ЛИНОР: Может, мне надо просто сделать ноги.

ДЖЕЙ: Необычайно важный и в придачу благоухающий вопрос, Линор. Почему, когда вас к чему-то полноценно и по-человечески тянет и влечет, когда вас абсолютно оправданно тянет посетить место, которое вполне может быть связано с местонахождением близкого, когда вас влечет к кому-то вашего возраста, тому, кто, может быть…

ЛИНОР: Откуда вы знаете про его возраст?

ДЖЕЙ: Это извлекается из контекста, балда. Фильтруйте гуано. Расслабьтесь, и давайте постараемся разок-другой семимильно шагнуть.

ЛИНОР: Может, я быстренько сигану в уборную, а потом так же сигану обратно…

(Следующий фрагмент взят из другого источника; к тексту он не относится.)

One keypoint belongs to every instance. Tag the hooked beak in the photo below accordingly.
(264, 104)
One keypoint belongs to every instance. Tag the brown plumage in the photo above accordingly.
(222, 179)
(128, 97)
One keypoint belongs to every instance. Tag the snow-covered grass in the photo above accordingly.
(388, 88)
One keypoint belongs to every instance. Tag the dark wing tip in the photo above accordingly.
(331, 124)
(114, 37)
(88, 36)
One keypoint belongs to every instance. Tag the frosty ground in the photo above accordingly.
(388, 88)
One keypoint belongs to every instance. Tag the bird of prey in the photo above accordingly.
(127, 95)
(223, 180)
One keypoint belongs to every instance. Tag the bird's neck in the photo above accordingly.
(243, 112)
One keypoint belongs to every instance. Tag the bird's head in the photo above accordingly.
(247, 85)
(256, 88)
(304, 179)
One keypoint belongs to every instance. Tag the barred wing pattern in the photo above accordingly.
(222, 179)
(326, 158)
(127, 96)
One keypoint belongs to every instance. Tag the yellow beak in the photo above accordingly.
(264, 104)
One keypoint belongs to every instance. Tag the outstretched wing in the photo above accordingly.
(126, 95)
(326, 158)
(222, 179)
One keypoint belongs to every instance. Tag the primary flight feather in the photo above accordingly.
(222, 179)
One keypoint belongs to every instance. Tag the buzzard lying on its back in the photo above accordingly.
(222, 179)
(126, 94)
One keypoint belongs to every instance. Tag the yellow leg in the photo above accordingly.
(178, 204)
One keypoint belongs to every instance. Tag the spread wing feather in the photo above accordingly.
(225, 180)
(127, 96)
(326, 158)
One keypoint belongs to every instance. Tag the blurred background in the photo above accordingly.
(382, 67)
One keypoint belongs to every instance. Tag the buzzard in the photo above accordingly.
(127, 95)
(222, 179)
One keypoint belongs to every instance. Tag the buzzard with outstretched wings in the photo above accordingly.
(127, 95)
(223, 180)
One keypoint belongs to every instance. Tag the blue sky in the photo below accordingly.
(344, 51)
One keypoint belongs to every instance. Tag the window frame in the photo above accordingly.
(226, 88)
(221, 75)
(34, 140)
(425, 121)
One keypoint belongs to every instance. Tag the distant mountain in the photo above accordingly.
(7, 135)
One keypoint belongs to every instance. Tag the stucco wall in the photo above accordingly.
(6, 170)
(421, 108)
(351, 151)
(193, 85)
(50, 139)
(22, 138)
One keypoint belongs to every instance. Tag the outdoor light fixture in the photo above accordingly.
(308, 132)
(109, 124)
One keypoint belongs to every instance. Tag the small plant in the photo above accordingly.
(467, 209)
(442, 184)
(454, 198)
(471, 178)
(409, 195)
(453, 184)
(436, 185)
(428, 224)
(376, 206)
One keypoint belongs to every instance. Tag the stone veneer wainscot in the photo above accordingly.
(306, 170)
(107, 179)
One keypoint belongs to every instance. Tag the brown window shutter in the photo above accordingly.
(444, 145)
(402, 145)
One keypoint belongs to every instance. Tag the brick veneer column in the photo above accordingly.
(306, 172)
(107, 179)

ДЖЕЙ: Цыц. Если в вас есть желание поехать в Пустыню, отчего бы не поехать? Чего вы боитесь?

ЛИНОР: Вы делаете из мухи слона, полагая, что видите муху. Которой, если хорошенько подумать, вообще нет, потому что я ничего не боюсь. Я просто не рвусь туда ехать, и всё. И смысла никакого. Абсолютно невозможно, чтобы двадцать шесть человек, в основном невероятно старые, да еще и с ходунками, и по крайней мере одной из них постоянно нужна температура тридцать семь градусов ровно, бродили по Пустыне в сентябре. Но что меня достает, так это то, что, кажется, все и каждый почему-то хотят меня туда выпихнуть. Что меня возмущает, так это то, что у меня нет права голоса, куда мне идти, или чего мне якобы хочется, или…

ДЖЕЙ: Линор, одно слово.

ЛИНОР: «Прощайте»?

ДЖЕЙ: Мембрана. Я говорю вам «мембрана», Линор.

ЛИНОР: Думаю, я бы предпочла «прощайте».

ДЖЕЙ: Подумайте о нашей совместной работе, Линор. О наших семимильных. О нашем прогрессе. Разве вы не видите, что восприятие тяги и влечения как чего-то, что подсовывается и навязывается вам извне, из Вне, есть абсолютно классический пример сбоя в сети гигиенической идентичности? Что это исчерпывающе сводится к и объяснимо в терминах мембранной теории? Что дряблая, болезненно проницаемая мембрана позволяет вашему «Я» загаживать Всех-Других, а Всем-Другим загаживать ваше «Я»?

ЛИНОР: Боюсь, мне реально дискомфортно и нужно в душ.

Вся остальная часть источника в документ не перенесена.